Algo que me incomodou um pouco nesse dentista é que ele parecia um perfeccionista. Fez o molde, me explicou toda a cadeia produtiva da jaqueta e fiquei de voltar uma semana depois para testar. Uma semana depois voltei. Ele tirou o dente falso que havia confeccionado, testou o molde e demorou cerca de uma hora fazendo pequenos ajustes e desgastes na peça. Quando já me coçava a unha do dedão de tanto ficar com a boca aberta, ele concluiu: não ficara bom e teria que tirar novo molde para encomendar nova peça. Não acreditei! Eu pensando que o cara iria dizer que fora o melhor pino da sua carreira e o sujeito me vinha com essa de que não ficara bom! Vai gostar assim da profissão! Melhor para mim, entretanto, apesar da minha impaciência. Quando retornei novamente, ele testou um bom tempo o pino, fez ajustes e, por fim, feliz, concluiu que ficara bom. Perguntou-me se eu percebera que dessa vez havia ficado melhor. Claro que menti.

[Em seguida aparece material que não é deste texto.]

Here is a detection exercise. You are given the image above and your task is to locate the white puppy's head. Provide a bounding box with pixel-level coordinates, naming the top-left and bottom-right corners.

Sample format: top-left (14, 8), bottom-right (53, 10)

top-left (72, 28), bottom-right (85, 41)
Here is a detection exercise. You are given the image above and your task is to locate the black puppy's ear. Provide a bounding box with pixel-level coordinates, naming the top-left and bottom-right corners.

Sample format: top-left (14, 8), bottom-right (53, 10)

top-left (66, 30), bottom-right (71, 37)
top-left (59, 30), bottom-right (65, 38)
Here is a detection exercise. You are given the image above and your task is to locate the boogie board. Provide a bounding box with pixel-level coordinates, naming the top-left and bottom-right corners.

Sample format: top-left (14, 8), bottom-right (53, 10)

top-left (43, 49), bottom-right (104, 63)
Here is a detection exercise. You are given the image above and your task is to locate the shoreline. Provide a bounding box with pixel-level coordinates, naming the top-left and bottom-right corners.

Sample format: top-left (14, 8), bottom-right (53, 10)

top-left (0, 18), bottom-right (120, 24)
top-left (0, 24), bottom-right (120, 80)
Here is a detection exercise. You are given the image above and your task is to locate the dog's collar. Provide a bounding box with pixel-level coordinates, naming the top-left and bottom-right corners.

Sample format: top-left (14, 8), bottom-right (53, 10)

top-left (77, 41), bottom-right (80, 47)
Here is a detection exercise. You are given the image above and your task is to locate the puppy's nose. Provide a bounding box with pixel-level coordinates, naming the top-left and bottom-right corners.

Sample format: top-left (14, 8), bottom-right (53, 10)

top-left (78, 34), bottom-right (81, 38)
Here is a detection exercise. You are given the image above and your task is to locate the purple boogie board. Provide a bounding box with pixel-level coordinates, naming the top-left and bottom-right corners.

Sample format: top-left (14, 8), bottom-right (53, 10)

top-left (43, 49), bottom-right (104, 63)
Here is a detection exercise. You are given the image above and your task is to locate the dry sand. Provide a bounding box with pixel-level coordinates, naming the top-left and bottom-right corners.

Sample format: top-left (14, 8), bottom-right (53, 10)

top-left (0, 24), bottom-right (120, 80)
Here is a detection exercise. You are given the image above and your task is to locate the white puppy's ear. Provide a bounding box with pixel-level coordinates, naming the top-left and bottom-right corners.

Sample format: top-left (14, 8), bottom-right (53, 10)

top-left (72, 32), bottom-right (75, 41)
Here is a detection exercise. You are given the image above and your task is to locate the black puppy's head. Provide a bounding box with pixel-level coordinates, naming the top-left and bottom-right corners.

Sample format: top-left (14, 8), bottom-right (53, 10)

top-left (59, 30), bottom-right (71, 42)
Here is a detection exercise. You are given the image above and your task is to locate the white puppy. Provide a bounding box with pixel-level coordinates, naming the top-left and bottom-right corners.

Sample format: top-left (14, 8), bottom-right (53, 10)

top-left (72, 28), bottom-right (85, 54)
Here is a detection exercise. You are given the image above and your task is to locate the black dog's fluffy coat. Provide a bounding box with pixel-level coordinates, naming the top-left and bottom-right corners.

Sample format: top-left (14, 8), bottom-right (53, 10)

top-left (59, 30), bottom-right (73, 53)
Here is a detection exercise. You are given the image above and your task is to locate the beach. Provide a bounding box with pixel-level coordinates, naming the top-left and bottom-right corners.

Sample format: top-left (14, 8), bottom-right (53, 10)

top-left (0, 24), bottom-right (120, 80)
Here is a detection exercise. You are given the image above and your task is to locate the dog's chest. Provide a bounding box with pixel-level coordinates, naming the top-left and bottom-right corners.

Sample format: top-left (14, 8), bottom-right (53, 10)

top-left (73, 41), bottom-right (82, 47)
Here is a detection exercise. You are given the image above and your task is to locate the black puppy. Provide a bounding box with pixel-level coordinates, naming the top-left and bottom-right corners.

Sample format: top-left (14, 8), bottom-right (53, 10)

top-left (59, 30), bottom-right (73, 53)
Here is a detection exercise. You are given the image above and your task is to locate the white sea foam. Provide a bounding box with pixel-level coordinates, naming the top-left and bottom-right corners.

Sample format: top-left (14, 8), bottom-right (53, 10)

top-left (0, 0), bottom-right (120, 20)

Numa das idas à clínica, uma das simpáticas recepcionistas perguntou a origem do meu nome. Expliquei-lhe o significado de “Obadias” e, quando ela perguntou a origem do sobrenome, fiz aquela cara típica de quem vai tocar num assunto doloroso, mas que se esforça para apresentar naturalidade e lhe preguei a peça que gosto de pregar em pessoas desavisadas. Expliquei-lhe que meus pais adotivos me encontraram na escadaria de uma igreja e, por isso, resolveram me dar esse sobrenome. Ela não sabia o que dizer. Só foi capaz de dizer que havia muita gente bondosa no mundo, o que eu concordei, comovido. Tenho o palpite que uma senhora sentada na recepção só não se levantou e me deu um abraço solidário por pura vergonha. Algumas semanas mais tarde, quando lhe perguntei se ela se recordava da história da origem do meu nome, ela fez uma cara de Madre Teresa de Calcutá e me disse que – claro! – se lembrava. Então eu lhe expliquei que era uma brincadeira, que “de Deus” é sobrenome da família do meu pai. Ela teve ímpetos de me dar umas palmadas, acredito.

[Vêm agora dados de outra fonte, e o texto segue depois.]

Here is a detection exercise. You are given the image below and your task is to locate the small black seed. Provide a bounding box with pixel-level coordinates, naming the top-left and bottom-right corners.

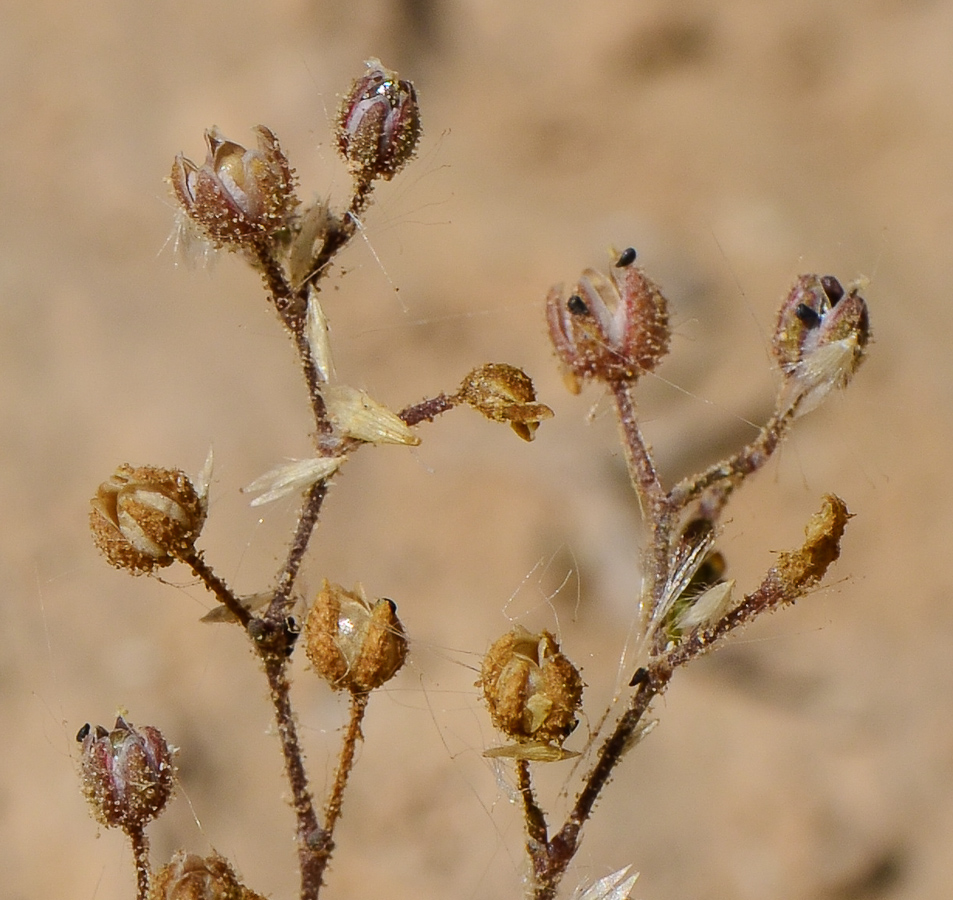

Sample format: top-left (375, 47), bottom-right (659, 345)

top-left (566, 294), bottom-right (589, 316)
top-left (794, 303), bottom-right (821, 328)
top-left (821, 275), bottom-right (844, 306)
top-left (615, 247), bottom-right (635, 269)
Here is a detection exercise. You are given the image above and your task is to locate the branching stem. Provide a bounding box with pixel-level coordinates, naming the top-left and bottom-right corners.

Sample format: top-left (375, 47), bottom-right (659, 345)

top-left (126, 825), bottom-right (152, 900)
top-left (324, 693), bottom-right (371, 840)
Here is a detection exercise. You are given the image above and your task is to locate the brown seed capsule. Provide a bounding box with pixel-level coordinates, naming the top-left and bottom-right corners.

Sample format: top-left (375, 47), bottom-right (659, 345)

top-left (304, 580), bottom-right (407, 694)
top-left (546, 263), bottom-right (669, 393)
top-left (171, 125), bottom-right (298, 246)
top-left (453, 363), bottom-right (553, 441)
top-left (77, 716), bottom-right (175, 831)
top-left (89, 465), bottom-right (208, 575)
top-left (477, 625), bottom-right (583, 747)
top-left (337, 59), bottom-right (420, 181)
top-left (772, 275), bottom-right (870, 415)
top-left (149, 850), bottom-right (264, 900)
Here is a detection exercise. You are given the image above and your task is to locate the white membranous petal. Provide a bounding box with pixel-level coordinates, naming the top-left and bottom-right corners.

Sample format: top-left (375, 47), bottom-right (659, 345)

top-left (305, 285), bottom-right (334, 382)
top-left (675, 579), bottom-right (735, 634)
top-left (324, 384), bottom-right (420, 446)
top-left (242, 456), bottom-right (347, 506)
top-left (572, 866), bottom-right (639, 900)
top-left (193, 447), bottom-right (215, 510)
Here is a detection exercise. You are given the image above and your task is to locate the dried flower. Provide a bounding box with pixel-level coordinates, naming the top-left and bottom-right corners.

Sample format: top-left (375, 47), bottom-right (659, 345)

top-left (337, 59), bottom-right (420, 181)
top-left (89, 465), bottom-right (208, 575)
top-left (477, 625), bottom-right (583, 758)
top-left (773, 494), bottom-right (851, 596)
top-left (772, 275), bottom-right (870, 416)
top-left (171, 125), bottom-right (298, 246)
top-left (149, 850), bottom-right (264, 900)
top-left (546, 256), bottom-right (669, 393)
top-left (77, 716), bottom-right (175, 832)
top-left (304, 580), bottom-right (407, 693)
top-left (452, 363), bottom-right (553, 441)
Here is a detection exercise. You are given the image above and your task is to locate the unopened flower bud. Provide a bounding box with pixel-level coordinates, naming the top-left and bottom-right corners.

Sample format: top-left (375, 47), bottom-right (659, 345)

top-left (149, 850), bottom-right (264, 900)
top-left (454, 363), bottom-right (553, 441)
top-left (89, 465), bottom-right (208, 575)
top-left (337, 59), bottom-right (420, 181)
top-left (772, 275), bottom-right (870, 416)
top-left (171, 125), bottom-right (298, 246)
top-left (304, 581), bottom-right (407, 694)
top-left (77, 716), bottom-right (175, 832)
top-left (477, 625), bottom-right (583, 758)
top-left (546, 255), bottom-right (669, 393)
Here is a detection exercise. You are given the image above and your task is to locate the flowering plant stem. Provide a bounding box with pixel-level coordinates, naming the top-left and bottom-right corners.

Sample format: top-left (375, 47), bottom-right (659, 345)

top-left (77, 60), bottom-right (869, 900)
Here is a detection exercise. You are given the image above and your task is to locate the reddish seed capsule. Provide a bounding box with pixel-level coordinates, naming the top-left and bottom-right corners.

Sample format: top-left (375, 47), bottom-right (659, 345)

top-left (170, 125), bottom-right (298, 246)
top-left (77, 716), bottom-right (175, 831)
top-left (337, 59), bottom-right (420, 181)
top-left (546, 254), bottom-right (669, 393)
top-left (772, 275), bottom-right (870, 415)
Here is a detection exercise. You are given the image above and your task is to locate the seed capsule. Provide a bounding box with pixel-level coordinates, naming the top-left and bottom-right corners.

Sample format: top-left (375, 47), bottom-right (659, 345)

top-left (546, 251), bottom-right (669, 393)
top-left (77, 716), bottom-right (175, 831)
top-left (337, 59), bottom-right (420, 181)
top-left (772, 275), bottom-right (870, 416)
top-left (170, 125), bottom-right (298, 246)
top-left (304, 581), bottom-right (407, 694)
top-left (149, 850), bottom-right (264, 900)
top-left (89, 465), bottom-right (208, 575)
top-left (477, 625), bottom-right (583, 758)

– Como você pode ter feito isso? Eu contei para todo mundo! – protestou a piedosa recepcionista.
– Então desconta!
A outra recepcionista quase morreu de rir. Foram necessários vários retornos à clínica para a recepcionista deixar de me receber com um afetuoso ‘seu’-Obadias-o-senhor-me-paga!

Depois do dentista da jaqueta, fui encaminhado para uma dentista para fazer o canal. Era uma senhora muito simpática também. Mas não aplicava a anestesia tão bem quanto a garota de 25 anos. Talvez ela já não tivesse mais paciência ou não tivesse tanta necessidade de auto-afirmação. Ou talvez não fosse tão boa para aplicar anestesia como a garota. Mas, se não me engano, dava aulas em faculdade. Então deveria ser uma profissional altamente capacitada. Só não gostava muito das incontáveis ligações que ela atendia sempre com a mesma recomendação “não fecha a boca!”, o que era bastante cansativo para mim.
Fiquei surpreso de saber que ela ainda ia fazer a raspagem com os palitinhos que tanto de traumatizaram na infância. Ela me explicou que, apesar de tanta tecnologia, algumas coisas não mudam. Mas depois se retratou: disse que existe um aparelho automático que faz isso, mas que não fica tão bom. Então ela preferia fazer do modo antigo mesmo. Bem, diante da uma tão dedicada artesã, eu só tinha que agradecer, nem que isso representasse mais sofrimento para mim. Mas confesso que não foi tão ruim quanto minhas memórias me contavam.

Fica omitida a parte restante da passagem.